The therapies stopped after two years after on the theory that her improvement had plateaued.To cut off a lifetime of needed therapy on such a pretext is just wrong. First, even if it had plateaued at two years, that doesn’t mean it won’t get worse. Her physical deficits will get worse if she doesn’t continue to have a structured therapy/exercise regime for them. As an athlete will lose fitness without exercise, her arm, her balance will deteriorate without therapy. Even non-brain injured people have extreme difficulty following a physical therapy program, but someone with her executive function problems is guaranteed to be rudderless in a self-supervised regime. A person who has time management challenges getting to work will never be self-compliant on any therapy or exercise regime. As we conclude and reflect on Chris’s story we first focus on the miracle, of the 15 year old girl who not only awoke but went back to work. But if the medical community can’t find ways to commit to a life time of care, that miracle may evaporate not only for Chris but all those impacted by brain injury.

Chris – Can We Maintain The Miracle?

People who have survived serious brain and physical injuries and come out of comas are miracles. To continue their miraculous recovery,” they will need a lifetime of structured therapy/exercise and re-designed vocational rehabilitation programs; otherwise, all the miraculous strides they have made, easily disappear.
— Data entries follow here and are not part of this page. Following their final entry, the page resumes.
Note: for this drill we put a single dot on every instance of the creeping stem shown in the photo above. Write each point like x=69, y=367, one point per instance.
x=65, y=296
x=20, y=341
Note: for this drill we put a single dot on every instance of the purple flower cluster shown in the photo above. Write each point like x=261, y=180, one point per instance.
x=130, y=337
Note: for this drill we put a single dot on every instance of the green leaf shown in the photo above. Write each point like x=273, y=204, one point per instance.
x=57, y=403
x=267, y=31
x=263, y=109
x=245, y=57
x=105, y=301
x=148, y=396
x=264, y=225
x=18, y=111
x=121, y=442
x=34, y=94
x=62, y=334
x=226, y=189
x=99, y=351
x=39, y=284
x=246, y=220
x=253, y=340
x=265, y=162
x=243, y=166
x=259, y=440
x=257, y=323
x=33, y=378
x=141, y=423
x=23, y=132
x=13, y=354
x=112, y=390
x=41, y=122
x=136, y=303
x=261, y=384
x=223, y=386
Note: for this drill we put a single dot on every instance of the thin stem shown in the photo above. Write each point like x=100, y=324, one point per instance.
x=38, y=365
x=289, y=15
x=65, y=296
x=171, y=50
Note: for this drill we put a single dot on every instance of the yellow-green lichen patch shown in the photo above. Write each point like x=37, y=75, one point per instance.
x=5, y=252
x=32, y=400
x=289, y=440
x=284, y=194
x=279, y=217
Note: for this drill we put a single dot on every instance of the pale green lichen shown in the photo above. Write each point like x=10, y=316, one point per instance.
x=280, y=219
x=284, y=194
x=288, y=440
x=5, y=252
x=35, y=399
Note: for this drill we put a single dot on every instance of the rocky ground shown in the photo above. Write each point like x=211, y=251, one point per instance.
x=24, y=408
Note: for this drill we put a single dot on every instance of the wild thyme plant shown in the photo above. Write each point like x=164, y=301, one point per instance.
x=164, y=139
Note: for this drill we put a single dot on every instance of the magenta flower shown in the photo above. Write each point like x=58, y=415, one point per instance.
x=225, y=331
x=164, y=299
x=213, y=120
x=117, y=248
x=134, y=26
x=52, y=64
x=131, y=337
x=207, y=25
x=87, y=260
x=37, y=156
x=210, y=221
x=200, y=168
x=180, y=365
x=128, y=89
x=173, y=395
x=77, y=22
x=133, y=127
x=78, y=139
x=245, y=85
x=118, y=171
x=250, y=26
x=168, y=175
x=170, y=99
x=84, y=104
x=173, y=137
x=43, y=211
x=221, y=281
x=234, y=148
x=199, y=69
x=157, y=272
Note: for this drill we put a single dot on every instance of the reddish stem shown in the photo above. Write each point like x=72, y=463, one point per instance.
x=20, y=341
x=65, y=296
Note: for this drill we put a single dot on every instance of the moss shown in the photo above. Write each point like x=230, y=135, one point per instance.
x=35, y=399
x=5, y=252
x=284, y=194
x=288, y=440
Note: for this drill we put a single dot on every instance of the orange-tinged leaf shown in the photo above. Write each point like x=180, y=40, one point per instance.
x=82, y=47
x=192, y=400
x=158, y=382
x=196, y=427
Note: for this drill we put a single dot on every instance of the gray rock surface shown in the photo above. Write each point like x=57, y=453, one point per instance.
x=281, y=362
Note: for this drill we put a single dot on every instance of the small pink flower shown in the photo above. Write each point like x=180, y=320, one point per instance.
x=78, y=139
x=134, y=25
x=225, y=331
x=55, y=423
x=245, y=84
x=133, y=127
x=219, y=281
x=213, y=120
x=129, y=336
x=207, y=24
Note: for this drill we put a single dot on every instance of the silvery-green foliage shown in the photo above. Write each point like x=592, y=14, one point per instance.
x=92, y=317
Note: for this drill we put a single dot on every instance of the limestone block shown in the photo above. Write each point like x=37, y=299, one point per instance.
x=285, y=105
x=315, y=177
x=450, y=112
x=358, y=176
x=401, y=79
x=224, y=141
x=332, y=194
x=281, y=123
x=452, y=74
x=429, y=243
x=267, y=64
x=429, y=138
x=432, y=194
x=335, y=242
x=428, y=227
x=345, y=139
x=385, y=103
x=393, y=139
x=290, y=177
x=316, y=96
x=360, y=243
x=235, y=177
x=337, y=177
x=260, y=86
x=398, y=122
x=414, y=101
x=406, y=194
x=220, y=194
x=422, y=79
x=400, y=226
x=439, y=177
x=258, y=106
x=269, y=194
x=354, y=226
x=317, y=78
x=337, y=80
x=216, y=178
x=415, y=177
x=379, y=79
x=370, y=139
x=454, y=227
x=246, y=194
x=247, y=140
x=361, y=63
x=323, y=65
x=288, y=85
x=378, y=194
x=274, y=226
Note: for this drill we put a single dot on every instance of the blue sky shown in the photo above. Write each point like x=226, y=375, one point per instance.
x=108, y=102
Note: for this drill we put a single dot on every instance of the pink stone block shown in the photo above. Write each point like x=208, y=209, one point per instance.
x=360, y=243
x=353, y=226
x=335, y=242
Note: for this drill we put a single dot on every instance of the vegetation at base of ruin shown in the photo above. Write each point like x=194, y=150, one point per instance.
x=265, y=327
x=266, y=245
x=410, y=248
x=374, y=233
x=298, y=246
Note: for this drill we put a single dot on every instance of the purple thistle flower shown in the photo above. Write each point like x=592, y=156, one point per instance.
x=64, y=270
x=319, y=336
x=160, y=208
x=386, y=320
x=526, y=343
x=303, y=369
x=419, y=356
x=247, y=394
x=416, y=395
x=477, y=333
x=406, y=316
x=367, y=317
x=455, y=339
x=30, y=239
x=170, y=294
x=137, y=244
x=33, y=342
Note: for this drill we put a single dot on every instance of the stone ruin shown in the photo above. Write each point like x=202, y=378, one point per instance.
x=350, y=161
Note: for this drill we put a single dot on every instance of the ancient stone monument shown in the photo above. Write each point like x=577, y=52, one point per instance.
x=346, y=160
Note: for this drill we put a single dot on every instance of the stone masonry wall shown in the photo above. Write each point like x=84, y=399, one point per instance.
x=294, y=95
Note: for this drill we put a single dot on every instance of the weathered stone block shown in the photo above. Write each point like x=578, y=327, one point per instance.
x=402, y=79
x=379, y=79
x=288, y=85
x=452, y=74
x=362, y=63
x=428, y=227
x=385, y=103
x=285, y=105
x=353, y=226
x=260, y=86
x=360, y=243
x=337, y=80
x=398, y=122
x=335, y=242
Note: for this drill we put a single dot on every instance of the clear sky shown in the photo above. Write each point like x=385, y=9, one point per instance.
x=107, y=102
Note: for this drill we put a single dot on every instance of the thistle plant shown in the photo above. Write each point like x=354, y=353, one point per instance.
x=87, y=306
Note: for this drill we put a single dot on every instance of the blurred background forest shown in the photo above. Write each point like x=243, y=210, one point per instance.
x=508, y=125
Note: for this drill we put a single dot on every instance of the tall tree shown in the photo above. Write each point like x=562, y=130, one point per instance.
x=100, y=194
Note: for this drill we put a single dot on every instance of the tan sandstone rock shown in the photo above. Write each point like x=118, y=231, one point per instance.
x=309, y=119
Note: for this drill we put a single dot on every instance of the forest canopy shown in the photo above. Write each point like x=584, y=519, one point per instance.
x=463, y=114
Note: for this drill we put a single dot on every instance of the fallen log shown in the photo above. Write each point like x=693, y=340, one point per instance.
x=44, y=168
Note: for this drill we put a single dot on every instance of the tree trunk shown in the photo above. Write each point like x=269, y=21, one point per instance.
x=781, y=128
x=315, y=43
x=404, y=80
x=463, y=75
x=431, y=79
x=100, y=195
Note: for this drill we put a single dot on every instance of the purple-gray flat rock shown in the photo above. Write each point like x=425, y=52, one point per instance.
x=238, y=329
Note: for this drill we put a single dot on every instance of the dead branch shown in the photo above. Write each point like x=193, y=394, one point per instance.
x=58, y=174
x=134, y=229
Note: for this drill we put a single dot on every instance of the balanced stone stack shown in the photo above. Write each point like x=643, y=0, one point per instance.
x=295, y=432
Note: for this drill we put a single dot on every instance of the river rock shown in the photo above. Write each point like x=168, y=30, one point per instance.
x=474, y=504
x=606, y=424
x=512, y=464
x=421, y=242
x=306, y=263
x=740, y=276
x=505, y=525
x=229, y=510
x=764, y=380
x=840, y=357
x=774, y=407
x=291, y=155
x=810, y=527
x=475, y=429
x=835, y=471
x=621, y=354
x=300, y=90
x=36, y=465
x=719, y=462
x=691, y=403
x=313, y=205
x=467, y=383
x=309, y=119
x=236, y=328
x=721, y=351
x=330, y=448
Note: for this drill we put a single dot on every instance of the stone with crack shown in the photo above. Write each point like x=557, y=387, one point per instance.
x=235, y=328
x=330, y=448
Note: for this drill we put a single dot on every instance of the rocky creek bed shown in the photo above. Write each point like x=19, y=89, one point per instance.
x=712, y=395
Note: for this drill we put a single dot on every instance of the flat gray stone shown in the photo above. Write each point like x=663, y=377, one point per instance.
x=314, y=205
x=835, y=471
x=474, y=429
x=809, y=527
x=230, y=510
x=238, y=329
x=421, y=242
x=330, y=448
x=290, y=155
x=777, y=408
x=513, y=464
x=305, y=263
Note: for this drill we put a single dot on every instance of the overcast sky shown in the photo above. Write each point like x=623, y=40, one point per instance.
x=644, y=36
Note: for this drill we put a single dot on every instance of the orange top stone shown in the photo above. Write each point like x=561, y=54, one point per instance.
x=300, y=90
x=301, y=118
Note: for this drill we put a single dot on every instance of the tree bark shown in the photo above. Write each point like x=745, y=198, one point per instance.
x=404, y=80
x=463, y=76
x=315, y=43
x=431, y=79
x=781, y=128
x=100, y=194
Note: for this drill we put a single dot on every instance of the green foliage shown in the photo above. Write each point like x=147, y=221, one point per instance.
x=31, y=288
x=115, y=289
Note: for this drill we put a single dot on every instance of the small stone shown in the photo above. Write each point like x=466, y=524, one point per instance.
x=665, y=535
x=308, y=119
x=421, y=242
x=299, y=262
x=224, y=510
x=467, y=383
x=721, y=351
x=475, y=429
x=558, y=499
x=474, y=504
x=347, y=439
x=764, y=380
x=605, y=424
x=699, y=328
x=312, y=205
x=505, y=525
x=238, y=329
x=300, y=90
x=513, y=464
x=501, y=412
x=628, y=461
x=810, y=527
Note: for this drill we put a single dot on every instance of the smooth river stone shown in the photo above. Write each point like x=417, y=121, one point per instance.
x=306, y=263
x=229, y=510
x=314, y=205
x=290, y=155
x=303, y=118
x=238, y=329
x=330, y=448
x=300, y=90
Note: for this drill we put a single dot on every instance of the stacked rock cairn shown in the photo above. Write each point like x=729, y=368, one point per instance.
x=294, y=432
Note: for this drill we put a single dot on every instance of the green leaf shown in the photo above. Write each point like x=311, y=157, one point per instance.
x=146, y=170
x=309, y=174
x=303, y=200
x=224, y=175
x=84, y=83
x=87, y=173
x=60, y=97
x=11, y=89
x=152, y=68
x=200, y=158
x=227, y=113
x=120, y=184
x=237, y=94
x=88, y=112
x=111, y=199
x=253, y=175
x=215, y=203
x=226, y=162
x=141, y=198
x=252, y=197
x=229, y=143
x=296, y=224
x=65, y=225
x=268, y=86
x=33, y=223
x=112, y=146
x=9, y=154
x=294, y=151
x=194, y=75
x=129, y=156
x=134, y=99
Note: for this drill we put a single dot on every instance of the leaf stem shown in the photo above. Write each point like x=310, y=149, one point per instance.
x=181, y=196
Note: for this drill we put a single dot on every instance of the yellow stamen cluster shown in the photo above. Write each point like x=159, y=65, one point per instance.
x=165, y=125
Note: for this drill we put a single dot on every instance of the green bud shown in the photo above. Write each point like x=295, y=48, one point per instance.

TJ – Recovery from Severe Brain Injury Is Ongoing

The textbooks say ” the doctors are taught ” brain injury recovery happens primarily in the first year and is largely over by the end of the second. Our stories paint a much brighter picture of continuing recovery. I asked Michelle about this in TJ’s case: “If you were looking at it in terms of how he was at 3 years versus how he is at 6 years, do you see a curve of improvement ?: “Definitely. I remember they had told me that he would plateau. And when we hit that mark I was devastated because I was like, this cannot be as good as this is going to get.” And what was that, 24 months?: “Yeah. Two years. And I saw the vast amount of improvement after that point, so I was like, how can they even tell people this? And you’re so, focused and fixated on what they’re telling you and then I was like, no, this cannot be as good as it’s going to get.”